At the start of a nine-day tour, The Animals play at Sala Kongresowa, Warsaw, Poland, Europe.

Full article:

John Steel (drummer, The Animals] : Katowice is a beautiful old town which didn't get damaged in the war, and we had a great audience that night. They were absolutely raving. Quite a few chairs got smashed and the officials got very alarmed and clamped down on them. After the gig we were told that as a result of what had happened they'd banned rock shows there for the next three years. (censorship)

After the gig we talked to some local kids who'd travelled miles to get to the gig, and they told us they'd formed a band but they'd had to build their own instruments because you couldn't buy electric guitars in Poland at that time.

Chas Chandler (bassist, The Animals] : We loved Poland and we loved playing to the people but we couldn't wait to get away. We were there for about two weeks and it seemed like two years. It was like living in a cell.

I've never seen such suppression of audiences as we saw there. Astonishingly brutal. They used to smash people's heads in if they stood up during a concert.

Eric Burdon (vocals, The Animals] : Poland was a revelation. It really cleared my opinion of the Communist bloc. I'd been raised in Newcastle, exposed to heavy left-wing views, so I had this working class ideology, but when I arrived in Poland I saw first hand what it meant to live in a Communist country. It woke me up, to see how hungry the people were, not just for culture but for food. It looked like Britain immediately after the war. We'd pulled out of it, but Poland still looked as if it had just been smashed. Lines of people outside soup kitchens. No heating at the gigs. We had to go on stage in overcoats. Chas played bass with gloves on.

John Steel : We knew it would be cold, so Mike had fixed us up with some Carnaby Street gear, silvery grey synthetic fur coats, very lightweight, but by god we were glad of them. We got strange looks, walking around like that. It was still a Warsaw Pact country, so these five English guys in Cuban heeled boots and silver-grey fur coats was pretty strange.

The audiences weren't allowed to get out of their seats. If they did, a uniformed guy would come down with a truncheon and get them back in their seats. But the kids went absolutely potty. Every show was packed and it was very exciting. Apart from the shows though, it was pretty miserable. The food was awful, it was freezing, and we were followed around by the secret police.

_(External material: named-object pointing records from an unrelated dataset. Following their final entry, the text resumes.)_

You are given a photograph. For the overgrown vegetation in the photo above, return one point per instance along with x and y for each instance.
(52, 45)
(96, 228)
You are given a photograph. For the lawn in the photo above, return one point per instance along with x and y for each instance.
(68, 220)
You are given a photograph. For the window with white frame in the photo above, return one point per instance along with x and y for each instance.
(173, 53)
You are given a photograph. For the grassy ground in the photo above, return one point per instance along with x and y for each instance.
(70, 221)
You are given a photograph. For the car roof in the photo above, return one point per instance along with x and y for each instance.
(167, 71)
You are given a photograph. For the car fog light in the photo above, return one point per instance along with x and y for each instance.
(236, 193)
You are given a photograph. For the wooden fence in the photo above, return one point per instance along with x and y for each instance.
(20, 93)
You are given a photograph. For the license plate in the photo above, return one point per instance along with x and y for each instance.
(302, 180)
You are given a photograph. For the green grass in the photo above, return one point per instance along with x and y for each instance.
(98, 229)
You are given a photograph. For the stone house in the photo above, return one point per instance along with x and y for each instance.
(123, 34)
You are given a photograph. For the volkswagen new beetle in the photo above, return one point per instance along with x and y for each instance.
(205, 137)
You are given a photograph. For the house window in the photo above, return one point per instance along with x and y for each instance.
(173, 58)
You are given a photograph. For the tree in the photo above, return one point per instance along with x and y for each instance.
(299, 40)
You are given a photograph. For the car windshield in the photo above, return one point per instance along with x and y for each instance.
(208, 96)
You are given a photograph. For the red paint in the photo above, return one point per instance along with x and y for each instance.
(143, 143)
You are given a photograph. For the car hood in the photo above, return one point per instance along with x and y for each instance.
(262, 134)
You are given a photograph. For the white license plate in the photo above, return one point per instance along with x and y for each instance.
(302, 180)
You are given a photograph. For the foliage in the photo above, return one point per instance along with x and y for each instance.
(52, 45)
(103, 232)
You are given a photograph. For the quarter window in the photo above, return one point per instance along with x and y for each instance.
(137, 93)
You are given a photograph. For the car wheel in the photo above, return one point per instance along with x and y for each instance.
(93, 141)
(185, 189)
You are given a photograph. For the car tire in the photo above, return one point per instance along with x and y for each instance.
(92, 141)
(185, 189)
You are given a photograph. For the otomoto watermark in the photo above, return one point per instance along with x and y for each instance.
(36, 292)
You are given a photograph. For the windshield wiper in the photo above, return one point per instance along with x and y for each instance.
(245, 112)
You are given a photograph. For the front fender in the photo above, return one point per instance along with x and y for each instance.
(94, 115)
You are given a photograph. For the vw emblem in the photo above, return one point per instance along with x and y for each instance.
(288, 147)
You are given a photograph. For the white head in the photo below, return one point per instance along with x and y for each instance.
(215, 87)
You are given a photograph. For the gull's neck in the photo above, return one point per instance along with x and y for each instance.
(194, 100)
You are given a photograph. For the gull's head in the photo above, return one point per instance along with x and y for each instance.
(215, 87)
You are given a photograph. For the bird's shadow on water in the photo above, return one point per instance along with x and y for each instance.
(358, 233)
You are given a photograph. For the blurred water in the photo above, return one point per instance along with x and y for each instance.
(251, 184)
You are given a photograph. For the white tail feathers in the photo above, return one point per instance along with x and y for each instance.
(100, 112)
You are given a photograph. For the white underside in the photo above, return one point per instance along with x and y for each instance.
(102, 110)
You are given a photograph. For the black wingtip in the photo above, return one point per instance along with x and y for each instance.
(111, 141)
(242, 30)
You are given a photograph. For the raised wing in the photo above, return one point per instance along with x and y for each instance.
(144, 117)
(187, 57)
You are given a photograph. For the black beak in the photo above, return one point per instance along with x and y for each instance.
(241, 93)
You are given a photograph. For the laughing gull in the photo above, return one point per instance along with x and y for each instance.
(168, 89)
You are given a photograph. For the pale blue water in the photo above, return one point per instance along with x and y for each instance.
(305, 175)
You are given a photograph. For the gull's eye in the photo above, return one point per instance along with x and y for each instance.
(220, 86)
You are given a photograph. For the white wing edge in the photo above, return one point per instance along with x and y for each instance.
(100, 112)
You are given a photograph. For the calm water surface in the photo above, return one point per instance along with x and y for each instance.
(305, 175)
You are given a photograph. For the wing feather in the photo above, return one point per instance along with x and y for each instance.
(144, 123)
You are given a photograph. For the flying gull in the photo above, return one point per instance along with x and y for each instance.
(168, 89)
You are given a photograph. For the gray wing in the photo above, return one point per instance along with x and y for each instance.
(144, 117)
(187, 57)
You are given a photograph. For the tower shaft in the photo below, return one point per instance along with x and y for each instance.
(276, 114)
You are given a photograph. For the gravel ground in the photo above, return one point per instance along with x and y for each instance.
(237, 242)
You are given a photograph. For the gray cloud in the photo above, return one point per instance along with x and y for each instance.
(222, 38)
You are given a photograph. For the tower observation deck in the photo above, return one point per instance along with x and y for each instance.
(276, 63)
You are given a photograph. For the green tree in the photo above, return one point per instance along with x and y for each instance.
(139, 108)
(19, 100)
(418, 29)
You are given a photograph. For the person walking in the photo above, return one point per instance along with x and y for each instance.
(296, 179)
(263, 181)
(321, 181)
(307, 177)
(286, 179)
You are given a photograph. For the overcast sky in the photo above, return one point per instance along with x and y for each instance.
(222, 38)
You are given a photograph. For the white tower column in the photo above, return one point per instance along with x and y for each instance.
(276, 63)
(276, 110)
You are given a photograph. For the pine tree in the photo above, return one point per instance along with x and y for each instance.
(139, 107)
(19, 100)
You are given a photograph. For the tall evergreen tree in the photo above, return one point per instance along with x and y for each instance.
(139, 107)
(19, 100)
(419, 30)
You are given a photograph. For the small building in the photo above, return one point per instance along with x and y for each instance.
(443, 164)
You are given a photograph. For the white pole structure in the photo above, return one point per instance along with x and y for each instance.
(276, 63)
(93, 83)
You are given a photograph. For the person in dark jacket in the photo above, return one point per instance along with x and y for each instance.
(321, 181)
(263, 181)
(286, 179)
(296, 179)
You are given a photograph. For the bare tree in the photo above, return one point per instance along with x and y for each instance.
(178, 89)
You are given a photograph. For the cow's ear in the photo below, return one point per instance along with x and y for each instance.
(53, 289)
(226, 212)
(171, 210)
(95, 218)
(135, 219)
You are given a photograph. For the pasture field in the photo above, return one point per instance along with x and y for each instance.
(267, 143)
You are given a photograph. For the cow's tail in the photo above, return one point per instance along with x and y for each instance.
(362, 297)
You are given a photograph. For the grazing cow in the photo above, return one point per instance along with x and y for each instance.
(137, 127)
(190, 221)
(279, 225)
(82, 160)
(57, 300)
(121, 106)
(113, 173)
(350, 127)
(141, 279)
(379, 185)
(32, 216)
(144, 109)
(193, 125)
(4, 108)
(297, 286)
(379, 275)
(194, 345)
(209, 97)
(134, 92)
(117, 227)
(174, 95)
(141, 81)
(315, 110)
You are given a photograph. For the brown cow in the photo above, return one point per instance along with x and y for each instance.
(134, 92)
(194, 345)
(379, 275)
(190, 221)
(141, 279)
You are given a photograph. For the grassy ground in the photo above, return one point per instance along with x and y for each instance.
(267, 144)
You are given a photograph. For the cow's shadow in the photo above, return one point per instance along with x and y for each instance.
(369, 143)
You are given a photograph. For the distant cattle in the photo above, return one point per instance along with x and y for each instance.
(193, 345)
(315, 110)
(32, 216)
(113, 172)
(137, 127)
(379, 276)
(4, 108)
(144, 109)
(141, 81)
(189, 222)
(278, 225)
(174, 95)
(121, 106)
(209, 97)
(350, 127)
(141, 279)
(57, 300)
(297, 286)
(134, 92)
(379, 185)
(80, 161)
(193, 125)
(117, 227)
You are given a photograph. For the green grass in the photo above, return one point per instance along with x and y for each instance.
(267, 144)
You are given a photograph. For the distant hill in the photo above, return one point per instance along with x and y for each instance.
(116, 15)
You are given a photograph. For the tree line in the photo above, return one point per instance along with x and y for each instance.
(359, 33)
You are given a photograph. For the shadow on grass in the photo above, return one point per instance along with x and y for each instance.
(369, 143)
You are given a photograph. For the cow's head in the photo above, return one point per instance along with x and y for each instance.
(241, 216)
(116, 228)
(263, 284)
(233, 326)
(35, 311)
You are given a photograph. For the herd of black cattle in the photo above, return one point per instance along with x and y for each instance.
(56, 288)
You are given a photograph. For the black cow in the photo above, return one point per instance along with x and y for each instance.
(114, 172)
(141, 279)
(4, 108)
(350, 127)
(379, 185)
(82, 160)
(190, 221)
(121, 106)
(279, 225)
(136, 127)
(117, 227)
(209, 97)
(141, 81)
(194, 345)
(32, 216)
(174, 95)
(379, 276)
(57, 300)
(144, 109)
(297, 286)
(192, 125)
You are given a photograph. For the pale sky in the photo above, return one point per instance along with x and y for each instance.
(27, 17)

I remember being stuck in the same hotel, a brand new hotel it was but they hadn't finished the kitchens, so the only meal they could provide was ham and eggs in little stainless steel dishes and after three days you go right off it.

Eric Burdon : There was nothing to do but drink vodka. John Steel and I used to carry gas guns and the only way to get out of student parties ... you would be force-fed vodka at high speed in these places ... you would shoot off a couple of rounds of CS gas and crawl on your hands and knees out the front door. We were running into people who were wilder than we were. We couldn't take it. You just had to drink one shot of vodka after the other until you were absolutely blind drunk, because there was nothing else to do.

Chas Chandler : Hilton, he's a strange one. I've never seen such a change of character in my life. He used to be a nasty bugger. He always got on my goat. We were the best of enemies really. He tried to hit me over the head with a bottle of vodka once, when we were in Poland, Europe.